While a broken arm caused by an errant stick effectively ended DiGregorio’s lax career, he continued his love affair with painting. By the 1980s, he was taking classes at the Art Students League. Part of his training was in an intensive workshop that found him traveling to the south of France every June for a decade.
“I have to say those were some of the happiest times of my life,” he wistfully recalled. “Painting is a wonderful way to travel and relax. You end up looking at things differently, particularly when you’re immersing yourself in another culture. It teaches you to look and observe.”
An admirer of French Impressionism, a number of his pieces depict beach scenes captured out at his Shelter Island home. Most of them are from a rear vantage point, something that has more to do with not alarming anyone who might not know he’s painting a panorama.
“A lot of times he’ll have to take pictures of what he’s going to paint and some people might find it a little unnerving to have some guy with a camera snapping their photos,” his wife Jennifer pointed out. “The times he’s done that, people look at him like he’s got three heads.”
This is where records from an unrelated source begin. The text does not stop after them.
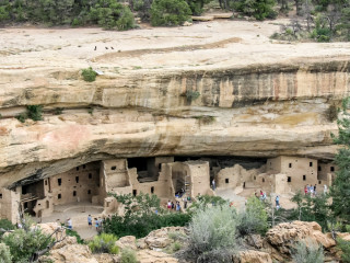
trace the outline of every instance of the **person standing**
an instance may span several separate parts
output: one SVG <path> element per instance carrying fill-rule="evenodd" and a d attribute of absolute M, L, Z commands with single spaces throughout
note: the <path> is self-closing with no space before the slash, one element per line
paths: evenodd
<path fill-rule="evenodd" d="M 280 206 L 280 196 L 276 196 L 276 207 L 279 207 Z"/>
<path fill-rule="evenodd" d="M 91 217 L 91 215 L 88 216 L 88 225 L 89 225 L 89 228 L 92 228 L 92 217 Z"/>

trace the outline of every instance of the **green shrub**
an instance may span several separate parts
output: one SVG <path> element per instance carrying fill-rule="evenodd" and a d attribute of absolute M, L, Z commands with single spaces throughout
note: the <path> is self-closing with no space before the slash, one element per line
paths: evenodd
<path fill-rule="evenodd" d="M 350 263 L 350 241 L 345 241 L 340 238 L 337 239 L 337 247 L 341 250 L 341 261 Z"/>
<path fill-rule="evenodd" d="M 75 237 L 77 238 L 77 242 L 80 243 L 80 244 L 83 244 L 85 243 L 84 240 L 80 237 L 80 235 L 72 230 L 72 229 L 66 229 L 66 235 L 69 236 L 69 237 Z"/>
<path fill-rule="evenodd" d="M 119 252 L 119 248 L 116 245 L 117 240 L 118 238 L 114 235 L 101 233 L 89 242 L 89 248 L 93 253 L 117 254 Z"/>
<path fill-rule="evenodd" d="M 8 219 L 0 219 L 0 229 L 3 230 L 13 230 L 15 229 L 14 225 Z M 2 237 L 3 232 L 0 231 L 0 238 Z"/>
<path fill-rule="evenodd" d="M 12 255 L 10 249 L 4 243 L 0 243 L 0 263 L 11 263 Z"/>
<path fill-rule="evenodd" d="M 190 18 L 191 11 L 185 0 L 154 0 L 151 5 L 151 24 L 179 25 Z"/>
<path fill-rule="evenodd" d="M 257 20 L 276 19 L 277 12 L 273 10 L 276 0 L 240 0 L 234 2 L 233 8 L 238 12 L 254 16 Z"/>
<path fill-rule="evenodd" d="M 121 251 L 121 263 L 138 263 L 136 252 L 132 249 L 126 248 Z"/>
<path fill-rule="evenodd" d="M 88 82 L 93 82 L 96 80 L 96 76 L 97 73 L 90 67 L 86 69 L 83 69 L 83 71 L 81 72 L 83 79 Z"/>
<path fill-rule="evenodd" d="M 295 263 L 324 263 L 324 249 L 313 240 L 300 241 L 292 252 Z"/>
<path fill-rule="evenodd" d="M 30 231 L 16 229 L 2 237 L 2 242 L 10 248 L 13 262 L 28 262 L 34 252 L 46 249 L 51 241 L 49 235 L 42 232 L 39 228 Z"/>
<path fill-rule="evenodd" d="M 188 254 L 197 262 L 232 262 L 236 213 L 229 206 L 199 209 L 189 224 Z"/>
<path fill-rule="evenodd" d="M 130 9 L 116 0 L 98 0 L 91 9 L 91 18 L 106 30 L 129 30 L 135 24 Z"/>
<path fill-rule="evenodd" d="M 27 116 L 28 118 L 32 118 L 33 121 L 42 121 L 43 116 L 43 106 L 42 105 L 27 105 Z"/>
<path fill-rule="evenodd" d="M 19 119 L 21 123 L 25 123 L 25 119 L 28 118 L 28 115 L 26 113 L 20 113 L 18 116 L 15 116 L 16 119 Z"/>
<path fill-rule="evenodd" d="M 255 196 L 249 197 L 245 211 L 240 214 L 237 230 L 241 236 L 249 233 L 265 235 L 268 229 L 268 215 L 265 205 Z"/>

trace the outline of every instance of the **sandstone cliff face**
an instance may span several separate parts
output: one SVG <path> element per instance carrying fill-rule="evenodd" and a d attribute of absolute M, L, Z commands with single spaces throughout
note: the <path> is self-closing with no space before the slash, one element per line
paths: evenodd
<path fill-rule="evenodd" d="M 199 37 L 188 31 L 191 37 Z M 225 39 L 226 33 L 218 37 Z M 63 33 L 55 32 L 54 38 L 56 34 Z M 85 42 L 124 43 L 120 35 L 98 34 L 110 38 L 85 35 Z M 131 32 L 130 38 L 137 38 L 136 34 Z M 73 48 L 68 37 L 65 41 L 70 46 L 62 44 L 61 49 L 52 50 L 51 44 L 45 43 L 44 47 L 33 44 L 37 48 L 34 53 L 9 49 L 10 55 L 1 54 L 0 185 L 49 176 L 110 157 L 332 158 L 336 147 L 331 146 L 330 133 L 337 127 L 328 121 L 327 111 L 350 90 L 349 57 L 341 48 L 318 46 L 325 50 L 315 53 L 313 59 L 306 55 L 278 59 L 278 53 L 271 52 L 272 59 L 265 61 L 266 54 L 256 55 L 262 45 L 270 45 L 271 50 L 288 47 L 273 46 L 264 36 L 262 43 L 252 47 L 252 55 L 242 46 L 250 36 L 240 43 L 229 38 L 210 46 L 209 34 L 201 34 L 205 41 L 197 44 L 205 42 L 202 47 L 177 48 L 173 53 L 166 49 L 165 55 L 159 48 L 153 54 L 137 49 L 139 46 L 133 50 L 137 56 L 130 52 L 91 54 L 84 43 Z M 238 47 L 245 50 L 247 62 L 238 56 L 230 57 Z M 313 50 L 307 45 L 302 48 Z M 206 57 L 211 62 L 198 60 L 200 67 L 194 69 L 178 62 L 176 56 L 195 60 Z M 219 62 L 218 56 L 229 59 Z M 174 61 L 172 68 L 168 59 Z M 120 68 L 120 64 L 127 68 Z M 165 66 L 154 68 L 154 64 Z M 89 65 L 104 72 L 91 83 L 81 78 L 81 69 Z M 140 66 L 136 70 L 132 65 Z M 198 91 L 200 96 L 190 101 L 187 91 Z M 33 104 L 44 105 L 43 121 L 21 124 L 13 118 L 25 105 Z M 65 108 L 61 115 L 54 115 L 56 107 Z"/>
As the crowd started to dwindle down, both men stopped long enough to share philosophies toward the role of art that range from the analogical to the metaphorical. “Medicine is that nice fusion of art and science when you put it together, you put it together and you have plastic surgery. The only difference is that you have a living, breathing canvas, ” said Dr. Douglas before Dr. DiGregorio added, “Painting is a journey. You start off with an idea and at some point, it departs and reaches its own natural conclusion.”